Before I got pregnant (and really up until my 5th month) I had a deep prejudice toward working moms. When someone told me they were so excited to go back to work after having their baby I would usually think the same thing: “What a cold-hearted monster!”
How dare a woman not want to stay home with her baby that she just carried for nine months and delivered? That’s just not right. That woman should want to be home with her child, 24/7, loving and caring for his or her needs.
“After all,” I thought, “my mom stayed home with us girls until we were all in school. Then she decided to go back to work. That’s how everyone should do it.”
Now, however, my mind has completely changed.
I’m not going to lie: I was really excited about going back to work today. Granted, I’m only in the office one day a week so I’ve got a pretty awesome deal that I know many women would like to have. Plus, I really like what I do. So the days I work from home don’t really feel like work because I like it, and it comes pretty easy to me.
As the end of my maternity leave got closer and my excitement to see my coworkers increased, I realized what a narrow-minded jerk I had been to all those working moms in the past (of course they didn’t know about it because it was all in my thoughts). I knew some moms had to go back to work—most homes need two incomes to survive (especially if this recession has taught us anything) but I suddenly realized something else: some moms like to work. And…I’m one of those moms.
I always thought I would be a stay-at-home mom. My mom stayed home and I LOVED it. She was always available for class parties, she was involved in so many of our activities, and I felt a deep bond with her that lasts to this day.
My sister is a stay-at-home mom too. And let me tell ya, that woman is like freaking Midas; everything she touches turns to gold. She bakes, she cooks, she sews, she scrapbooks, she blogs, AND she home schools.
So because they are SAHMs, I thought I would be too. After all, we’re from the same gene pool; I’m bound to get some of those awesome mommy chromosomes, right? Right?
I do think I’m doing pretty well with this parenting thing. I’m really feeling a close bond with Hermione and I’m learning to function on not a lot of sleep. And, to be honest, I don’t mind the late-night feedings and blow-out diaper changes. I want to do that. I want to take care of my baby.
But I also want to have something outside of the house.
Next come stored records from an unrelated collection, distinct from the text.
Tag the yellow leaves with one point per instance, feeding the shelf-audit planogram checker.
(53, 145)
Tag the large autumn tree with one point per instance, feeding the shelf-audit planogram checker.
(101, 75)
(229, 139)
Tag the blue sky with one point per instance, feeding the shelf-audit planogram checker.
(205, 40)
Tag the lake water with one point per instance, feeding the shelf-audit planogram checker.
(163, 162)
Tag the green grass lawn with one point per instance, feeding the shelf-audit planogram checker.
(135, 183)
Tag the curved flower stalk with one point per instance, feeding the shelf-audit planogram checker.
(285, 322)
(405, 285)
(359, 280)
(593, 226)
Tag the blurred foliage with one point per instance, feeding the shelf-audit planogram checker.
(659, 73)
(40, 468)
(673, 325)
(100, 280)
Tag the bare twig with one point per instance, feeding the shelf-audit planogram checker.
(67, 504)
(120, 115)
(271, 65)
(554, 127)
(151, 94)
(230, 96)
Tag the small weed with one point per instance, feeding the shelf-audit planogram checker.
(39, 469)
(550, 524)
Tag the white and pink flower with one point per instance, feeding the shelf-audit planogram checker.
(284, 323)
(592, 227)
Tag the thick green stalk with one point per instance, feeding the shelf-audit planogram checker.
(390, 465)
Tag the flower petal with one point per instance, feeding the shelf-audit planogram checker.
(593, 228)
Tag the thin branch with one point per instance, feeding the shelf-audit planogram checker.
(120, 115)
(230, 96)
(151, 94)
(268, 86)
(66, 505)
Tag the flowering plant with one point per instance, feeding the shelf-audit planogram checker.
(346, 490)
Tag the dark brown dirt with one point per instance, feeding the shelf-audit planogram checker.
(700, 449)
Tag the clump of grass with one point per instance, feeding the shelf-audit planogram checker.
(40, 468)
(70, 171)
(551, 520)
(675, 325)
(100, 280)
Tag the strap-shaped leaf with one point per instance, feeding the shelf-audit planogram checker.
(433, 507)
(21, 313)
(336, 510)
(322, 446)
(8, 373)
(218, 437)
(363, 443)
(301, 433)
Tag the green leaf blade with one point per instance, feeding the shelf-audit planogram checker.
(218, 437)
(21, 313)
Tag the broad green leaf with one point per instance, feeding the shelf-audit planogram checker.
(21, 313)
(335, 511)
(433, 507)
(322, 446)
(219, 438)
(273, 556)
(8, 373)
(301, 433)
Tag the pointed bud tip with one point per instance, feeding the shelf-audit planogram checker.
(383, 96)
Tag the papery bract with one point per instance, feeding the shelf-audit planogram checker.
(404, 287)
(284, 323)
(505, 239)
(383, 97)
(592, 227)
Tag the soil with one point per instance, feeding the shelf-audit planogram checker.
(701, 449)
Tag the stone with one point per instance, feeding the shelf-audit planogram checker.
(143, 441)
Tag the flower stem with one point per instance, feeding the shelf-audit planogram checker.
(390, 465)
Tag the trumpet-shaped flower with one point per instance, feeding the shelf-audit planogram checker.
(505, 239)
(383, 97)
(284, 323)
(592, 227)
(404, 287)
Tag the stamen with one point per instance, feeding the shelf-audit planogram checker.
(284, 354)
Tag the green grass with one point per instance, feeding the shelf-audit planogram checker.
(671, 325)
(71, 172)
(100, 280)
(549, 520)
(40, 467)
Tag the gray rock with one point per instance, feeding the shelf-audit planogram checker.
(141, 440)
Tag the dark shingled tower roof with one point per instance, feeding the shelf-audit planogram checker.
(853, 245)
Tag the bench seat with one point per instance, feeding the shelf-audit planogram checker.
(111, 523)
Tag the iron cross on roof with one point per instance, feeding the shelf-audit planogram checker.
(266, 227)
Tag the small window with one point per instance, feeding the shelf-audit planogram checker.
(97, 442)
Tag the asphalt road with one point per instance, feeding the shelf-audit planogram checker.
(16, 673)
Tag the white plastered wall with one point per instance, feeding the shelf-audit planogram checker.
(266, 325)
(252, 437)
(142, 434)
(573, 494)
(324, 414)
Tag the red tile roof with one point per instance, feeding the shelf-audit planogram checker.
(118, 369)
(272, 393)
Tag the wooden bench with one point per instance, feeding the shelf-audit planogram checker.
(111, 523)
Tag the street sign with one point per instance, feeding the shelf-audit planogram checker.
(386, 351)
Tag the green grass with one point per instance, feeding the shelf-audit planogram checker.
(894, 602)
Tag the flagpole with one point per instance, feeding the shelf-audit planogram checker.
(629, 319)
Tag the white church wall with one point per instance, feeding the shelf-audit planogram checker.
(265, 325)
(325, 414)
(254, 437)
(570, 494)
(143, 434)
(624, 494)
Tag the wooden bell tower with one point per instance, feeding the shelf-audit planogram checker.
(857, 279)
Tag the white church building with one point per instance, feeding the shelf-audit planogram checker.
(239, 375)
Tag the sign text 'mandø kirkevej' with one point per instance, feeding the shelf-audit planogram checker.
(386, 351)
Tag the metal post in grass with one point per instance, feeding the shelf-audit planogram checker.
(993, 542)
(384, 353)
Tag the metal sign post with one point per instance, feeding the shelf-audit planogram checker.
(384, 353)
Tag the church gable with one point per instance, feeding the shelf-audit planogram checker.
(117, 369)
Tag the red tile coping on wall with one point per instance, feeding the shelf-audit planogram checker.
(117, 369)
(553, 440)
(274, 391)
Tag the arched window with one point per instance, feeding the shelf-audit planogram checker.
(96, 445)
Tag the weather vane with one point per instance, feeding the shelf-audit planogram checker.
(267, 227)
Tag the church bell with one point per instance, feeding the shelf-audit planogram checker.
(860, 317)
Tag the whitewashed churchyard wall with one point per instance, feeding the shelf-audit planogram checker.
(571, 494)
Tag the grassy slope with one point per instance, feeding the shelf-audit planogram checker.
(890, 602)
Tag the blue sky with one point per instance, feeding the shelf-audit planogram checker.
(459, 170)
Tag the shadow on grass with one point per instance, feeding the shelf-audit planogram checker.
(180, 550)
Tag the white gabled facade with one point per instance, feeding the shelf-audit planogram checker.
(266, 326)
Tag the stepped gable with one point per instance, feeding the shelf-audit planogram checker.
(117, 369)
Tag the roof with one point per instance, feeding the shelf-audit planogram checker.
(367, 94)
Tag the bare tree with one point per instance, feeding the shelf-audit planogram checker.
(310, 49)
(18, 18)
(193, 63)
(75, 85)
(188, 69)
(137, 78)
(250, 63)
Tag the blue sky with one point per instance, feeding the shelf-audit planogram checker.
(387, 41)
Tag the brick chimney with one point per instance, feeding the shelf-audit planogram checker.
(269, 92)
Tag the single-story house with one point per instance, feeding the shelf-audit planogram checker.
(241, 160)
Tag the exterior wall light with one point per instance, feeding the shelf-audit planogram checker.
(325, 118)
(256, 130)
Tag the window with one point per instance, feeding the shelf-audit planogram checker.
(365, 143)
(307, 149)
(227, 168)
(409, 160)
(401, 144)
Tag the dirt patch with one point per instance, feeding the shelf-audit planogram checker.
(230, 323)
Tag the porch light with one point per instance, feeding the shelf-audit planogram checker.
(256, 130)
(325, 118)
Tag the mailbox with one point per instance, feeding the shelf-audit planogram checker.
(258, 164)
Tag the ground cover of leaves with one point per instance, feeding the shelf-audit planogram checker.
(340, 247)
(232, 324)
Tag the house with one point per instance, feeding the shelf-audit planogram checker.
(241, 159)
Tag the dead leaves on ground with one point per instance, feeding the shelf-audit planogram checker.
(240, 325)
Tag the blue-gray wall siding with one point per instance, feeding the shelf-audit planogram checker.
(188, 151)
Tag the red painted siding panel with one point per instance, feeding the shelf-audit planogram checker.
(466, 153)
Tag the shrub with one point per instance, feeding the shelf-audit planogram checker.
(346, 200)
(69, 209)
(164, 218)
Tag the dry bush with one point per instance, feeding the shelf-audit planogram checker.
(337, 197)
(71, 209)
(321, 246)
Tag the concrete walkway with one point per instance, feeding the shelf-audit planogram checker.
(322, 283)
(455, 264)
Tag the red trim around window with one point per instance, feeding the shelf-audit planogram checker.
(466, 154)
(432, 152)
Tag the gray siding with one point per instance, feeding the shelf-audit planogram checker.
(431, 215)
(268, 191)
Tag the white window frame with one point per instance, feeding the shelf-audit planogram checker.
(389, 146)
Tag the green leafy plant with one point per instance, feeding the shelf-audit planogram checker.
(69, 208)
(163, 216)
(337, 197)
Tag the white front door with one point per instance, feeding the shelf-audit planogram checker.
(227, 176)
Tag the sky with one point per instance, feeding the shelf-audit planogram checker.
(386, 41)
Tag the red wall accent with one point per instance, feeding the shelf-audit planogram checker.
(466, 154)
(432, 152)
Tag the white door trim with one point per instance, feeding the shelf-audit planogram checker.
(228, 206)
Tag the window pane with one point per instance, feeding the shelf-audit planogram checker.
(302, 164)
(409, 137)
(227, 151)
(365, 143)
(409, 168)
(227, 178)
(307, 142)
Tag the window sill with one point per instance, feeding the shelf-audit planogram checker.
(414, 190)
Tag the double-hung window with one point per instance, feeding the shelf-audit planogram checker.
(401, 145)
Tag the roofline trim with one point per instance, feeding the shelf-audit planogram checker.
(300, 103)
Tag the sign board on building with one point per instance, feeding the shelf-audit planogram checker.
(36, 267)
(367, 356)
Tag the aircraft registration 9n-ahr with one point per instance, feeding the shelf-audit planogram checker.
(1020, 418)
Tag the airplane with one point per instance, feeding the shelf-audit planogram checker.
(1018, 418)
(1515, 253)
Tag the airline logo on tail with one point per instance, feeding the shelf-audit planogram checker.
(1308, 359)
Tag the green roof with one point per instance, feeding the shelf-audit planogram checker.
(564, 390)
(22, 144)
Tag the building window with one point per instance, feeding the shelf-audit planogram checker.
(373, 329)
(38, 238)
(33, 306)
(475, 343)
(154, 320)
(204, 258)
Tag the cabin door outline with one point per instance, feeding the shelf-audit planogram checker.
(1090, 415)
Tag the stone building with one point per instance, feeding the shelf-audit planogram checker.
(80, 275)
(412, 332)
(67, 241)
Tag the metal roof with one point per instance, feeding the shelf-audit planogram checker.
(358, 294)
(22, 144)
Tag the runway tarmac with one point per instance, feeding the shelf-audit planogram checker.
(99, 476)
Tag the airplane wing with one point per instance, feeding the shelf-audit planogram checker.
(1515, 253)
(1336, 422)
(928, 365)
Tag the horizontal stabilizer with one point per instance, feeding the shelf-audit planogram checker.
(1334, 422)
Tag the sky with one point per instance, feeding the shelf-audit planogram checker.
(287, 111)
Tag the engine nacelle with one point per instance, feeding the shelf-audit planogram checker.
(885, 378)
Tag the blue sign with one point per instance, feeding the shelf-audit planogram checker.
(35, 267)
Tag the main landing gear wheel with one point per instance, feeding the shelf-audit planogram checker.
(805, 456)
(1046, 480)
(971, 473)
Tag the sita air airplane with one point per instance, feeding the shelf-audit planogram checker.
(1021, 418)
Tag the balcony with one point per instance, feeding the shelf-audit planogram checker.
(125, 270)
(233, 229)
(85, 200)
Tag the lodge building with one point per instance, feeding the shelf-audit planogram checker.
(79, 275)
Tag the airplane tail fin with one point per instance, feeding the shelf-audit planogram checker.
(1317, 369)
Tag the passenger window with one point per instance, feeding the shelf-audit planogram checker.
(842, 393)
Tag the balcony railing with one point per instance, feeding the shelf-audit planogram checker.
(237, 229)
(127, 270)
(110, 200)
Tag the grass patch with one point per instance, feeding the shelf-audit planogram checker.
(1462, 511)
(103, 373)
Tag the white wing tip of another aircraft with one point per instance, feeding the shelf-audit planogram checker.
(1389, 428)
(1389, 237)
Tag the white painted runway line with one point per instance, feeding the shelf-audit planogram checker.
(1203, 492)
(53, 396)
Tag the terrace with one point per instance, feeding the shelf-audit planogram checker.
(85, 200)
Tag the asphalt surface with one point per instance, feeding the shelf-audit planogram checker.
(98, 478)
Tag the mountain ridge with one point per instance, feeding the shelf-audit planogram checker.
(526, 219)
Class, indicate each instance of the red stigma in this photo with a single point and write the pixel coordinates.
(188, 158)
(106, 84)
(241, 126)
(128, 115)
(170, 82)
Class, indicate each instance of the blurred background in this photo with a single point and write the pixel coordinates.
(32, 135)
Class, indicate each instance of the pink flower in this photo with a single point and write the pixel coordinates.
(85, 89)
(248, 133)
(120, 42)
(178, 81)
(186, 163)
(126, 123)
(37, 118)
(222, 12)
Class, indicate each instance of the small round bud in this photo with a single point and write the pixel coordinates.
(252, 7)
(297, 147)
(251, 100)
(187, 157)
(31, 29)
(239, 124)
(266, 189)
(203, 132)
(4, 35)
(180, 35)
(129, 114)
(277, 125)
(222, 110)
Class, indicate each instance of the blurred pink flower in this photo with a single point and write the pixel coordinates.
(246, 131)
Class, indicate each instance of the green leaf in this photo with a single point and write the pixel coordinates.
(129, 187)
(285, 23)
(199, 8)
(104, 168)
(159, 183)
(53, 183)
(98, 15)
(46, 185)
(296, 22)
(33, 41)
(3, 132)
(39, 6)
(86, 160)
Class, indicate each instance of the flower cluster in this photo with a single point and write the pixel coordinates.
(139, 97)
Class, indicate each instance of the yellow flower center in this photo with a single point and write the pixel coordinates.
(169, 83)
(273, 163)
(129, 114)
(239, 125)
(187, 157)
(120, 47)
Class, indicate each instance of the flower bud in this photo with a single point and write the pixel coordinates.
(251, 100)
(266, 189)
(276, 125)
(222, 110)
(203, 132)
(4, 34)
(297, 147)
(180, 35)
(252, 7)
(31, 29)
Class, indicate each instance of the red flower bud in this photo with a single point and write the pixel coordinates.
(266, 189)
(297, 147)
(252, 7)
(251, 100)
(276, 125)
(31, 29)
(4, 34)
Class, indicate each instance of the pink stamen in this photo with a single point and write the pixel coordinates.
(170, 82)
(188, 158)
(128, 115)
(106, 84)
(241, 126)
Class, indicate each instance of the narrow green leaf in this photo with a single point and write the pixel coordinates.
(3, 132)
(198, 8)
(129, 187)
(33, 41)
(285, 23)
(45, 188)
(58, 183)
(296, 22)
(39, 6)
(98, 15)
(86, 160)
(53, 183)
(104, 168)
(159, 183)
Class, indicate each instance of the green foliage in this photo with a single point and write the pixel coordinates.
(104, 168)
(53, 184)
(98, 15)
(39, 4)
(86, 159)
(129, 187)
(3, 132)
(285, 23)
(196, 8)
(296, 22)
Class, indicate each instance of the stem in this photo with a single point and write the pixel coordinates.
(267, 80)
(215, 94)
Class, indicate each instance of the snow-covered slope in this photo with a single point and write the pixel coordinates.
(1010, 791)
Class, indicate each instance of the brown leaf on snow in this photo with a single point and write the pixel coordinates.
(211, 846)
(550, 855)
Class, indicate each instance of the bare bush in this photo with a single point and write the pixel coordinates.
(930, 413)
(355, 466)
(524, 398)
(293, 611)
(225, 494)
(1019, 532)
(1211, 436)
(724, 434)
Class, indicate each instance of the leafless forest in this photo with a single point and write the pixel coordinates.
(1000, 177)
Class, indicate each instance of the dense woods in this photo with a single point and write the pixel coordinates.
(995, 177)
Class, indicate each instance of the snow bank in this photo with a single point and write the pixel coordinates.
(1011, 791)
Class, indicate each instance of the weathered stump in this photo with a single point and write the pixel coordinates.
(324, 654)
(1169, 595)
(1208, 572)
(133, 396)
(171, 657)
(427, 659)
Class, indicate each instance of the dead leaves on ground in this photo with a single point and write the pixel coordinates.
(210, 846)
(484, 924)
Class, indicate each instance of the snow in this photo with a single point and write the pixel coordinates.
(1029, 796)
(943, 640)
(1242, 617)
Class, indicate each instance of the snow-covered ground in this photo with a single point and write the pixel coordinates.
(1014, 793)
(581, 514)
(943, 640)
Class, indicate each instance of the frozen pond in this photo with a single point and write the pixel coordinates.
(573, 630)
I want some adult-only conversations (not that the subject matter has to be “adult”; although you know I love poop and fart jokes). I want time to focus on something that stimulates my creativity. I know I could pick up a hobby like sewing or crocheting, but I love to write. And I really like my job. And I feel like I’m good at it. And—though I know this may sound selfish to some—but I feel like if I’m feeling fulfilled in something that I enjoy, I’ll be a better mother to Hermione.
So now I get it.
I get that some moms have to work, some moms like to work, and some really like staying at home. I get that whether you work in the home or out of the home, it doesn’t mean you love your child any more or any less. And I also get that we women get enough crap from other sources; we shouldn’t be giving each other a hard time just because we make different choices about work.
To any mom, whether you’re at home or climbing the corporate ladder, I want to tell you you’re awesome. And I promise to stop the judging. Unless you wear socks with sandals. You’ll really just be setting yourself if you do that.